L’OMS utilise l’intelligence artificielle pour immuniser le public contre la désinformation

L’Organisation mondiale de la santé travaille avec une société d’analyse pour s’engager dans une “écoute sociale” qui surveille les comptes de millions de personnes sur les réseaux sociaux pour lutter contre la « désinformation sur les coronavirus ». Selon un article de l’OMS du 25 août intitulé « Immuniser le public contre la désinformation », l’OMS, qui est le bras “santé” des Nations Unies, affirme qu’il y a « une surabondance d’informations et la propagation rapide de nouvelles, d’images, et vidéos » concernant le coronavirus. L’OMS a déclaré dans son communiqué de presse qu’elle travaillait avec « des collègues de l’initiative UN Global Pulse, qui utilise l’intelligence artificielle et les mégadonnées pour s’attaquer aux problèmes». Voici le communiqué de l’Organisation mondiale de la santé.

[25 août 2020] — Peu de temps après que le monde a commencé à s’habituer aux termes coronavirus et COVID-19, l’OMS a inventé un autre mot : « infodémique » — une surabondance d’informations et la propagation rapide de nouvelles, d’images et de vidéos trompeuses ou fabriquées. Comme le virus, il est très contagieux et croît de façon exponentielle. Cela complique également les efforts de réponse à la pandémie de COVID-19.

« Nous ne combattons pas seulement le virus », a déclaré le Directeur général de l’OMS, Tedros Adhanom Ghebreyesus. « Nous luttons également contre les trolls et les théoriciens du complot qui poussent à la désinformation et sapent la réponse à l’épidémie. »

La prolifération de la désinformation — même lorsque le contenu est, dans le meilleur des cas, inoffensif — peut avoir des ramifications sanitaires graves et même sociales et mortelles dans le contexte d’une pandémie mondiale. Dans certains pays, les rumeurs sur une pénurie alimentaire imminente ont incité les gens à faire des réserves dès le début de l’épidémie et ont provoqué de réelles pénuries (NOTA BENE : est-ce bien une rumeur ? lire ici). Aux États-Unis d’Amérique, une personne est décédée après avoir ingéré un produit de nettoyage d’aquarium contenant de la chloroquine après que des rapports aient mentionné l’hydroxychloroquine comme un remède possible — mais non prouvé — pour le traitement du COVID-19. En République islamique d’Iran, des centaines de personnes sont mortes après avoir bu de l’alcool méthanolique qui, selon les messages des médias sociaux, avait guéri d’autres personnes du coronavirus.
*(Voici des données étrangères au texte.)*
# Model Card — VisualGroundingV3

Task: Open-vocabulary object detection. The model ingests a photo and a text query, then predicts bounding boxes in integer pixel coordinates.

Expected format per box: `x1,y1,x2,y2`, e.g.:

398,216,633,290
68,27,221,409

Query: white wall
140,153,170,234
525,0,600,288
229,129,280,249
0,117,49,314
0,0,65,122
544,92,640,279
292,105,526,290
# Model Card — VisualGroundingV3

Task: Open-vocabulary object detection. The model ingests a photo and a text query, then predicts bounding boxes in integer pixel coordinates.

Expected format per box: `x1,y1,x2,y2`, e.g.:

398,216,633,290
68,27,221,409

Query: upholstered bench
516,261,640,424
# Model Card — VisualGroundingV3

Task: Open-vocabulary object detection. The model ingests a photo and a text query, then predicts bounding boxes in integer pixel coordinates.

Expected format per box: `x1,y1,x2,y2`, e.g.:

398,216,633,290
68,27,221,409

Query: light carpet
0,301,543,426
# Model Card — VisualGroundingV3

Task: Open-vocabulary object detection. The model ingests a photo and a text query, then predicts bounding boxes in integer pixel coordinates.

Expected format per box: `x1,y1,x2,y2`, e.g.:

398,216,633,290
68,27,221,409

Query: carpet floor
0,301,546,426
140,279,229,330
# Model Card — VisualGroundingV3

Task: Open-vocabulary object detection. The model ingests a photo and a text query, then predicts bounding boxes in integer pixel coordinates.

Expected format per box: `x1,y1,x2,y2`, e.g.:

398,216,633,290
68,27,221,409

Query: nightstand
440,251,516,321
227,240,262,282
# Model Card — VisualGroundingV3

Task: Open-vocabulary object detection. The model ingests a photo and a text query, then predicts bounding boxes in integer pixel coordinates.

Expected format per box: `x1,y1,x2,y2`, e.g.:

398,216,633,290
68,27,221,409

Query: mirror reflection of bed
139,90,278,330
C’est le genre de désinformation dangereuse qui inquiète le plus l’OMS.

Alors même que le monde se concentre sur la recherche d’un vaccin sûr et efficace, la désinformation continue de se répandre sur la vaccination. Les experts de la santé en Allemagne craignent que le mouvement anti-vaccination du pays ne dissuade de nombreuses personnes de se faire vacciner lorsqu’un vaccin sûr devient disponible. Une étude récente qui a examiné les opinions de vaccination de 100 millions d’utilisateurs de Facebook dans le monde a révélé que si le camp pro-vaccination (6,9 millions de personnes) était plus nombreux que celui contre la vaccination (4,2 millions), le groupe anti-vaccin était moins isolé et avait plus d’interaction avec le les individus (de loin le plus grand groupe, avec 74,1 millions) qui sont indécis au sujet de la vaccination. Ces « vaxxers swing » sont importants à cibler et à embarquer avec la vaccination qui sauve des vies.

Pour en savoir plus sur la manière dont l’OMS s’attaque à la lutte contre l’infodémie, la Fondation des Nations Unies a rencontré Tim Nguyen en marge de la première conférence mondiale sur l’infodémiologie, qui a réuni des experts mondiaux pour discuter de la science en développement de la gestion des infodémies. L’équipe de Nguyen gère le Réseau d’information sur les épidémies (EPI-WIN), qui dirige les travaux de l’OMS sur la gestion des infodémies.

https://vimeo.com/420702740

Traverser la toile de la désinformation

« Les infodémies se sont déjà produites d’une manière ou d’une autre lors d’épidémies passées, mais ce qui se passe actuellement est quelque chose à l’échelle mondiale, où les gens sont connectés par différents moyens et partagent des informations plus rapidement », a déclaré Nguyen. « Cela a créé une nouvelle situation dans laquelle nous repensons et remodelons notre approche de la gestion des infodémies dans les situations d’urgence. »

Selon une étude récente évaluant la désinformation en anglais, la plus grande catégorie de publications qualifiées de fausses ou trompeuses par les vérificateurs de faits était le contenu qui remettait délibérément en cause ou remettait en question les politiques et les actions des fonctionnaires, des gouvernements et des institutions internationales telles que les Nations Unies et l’OMS.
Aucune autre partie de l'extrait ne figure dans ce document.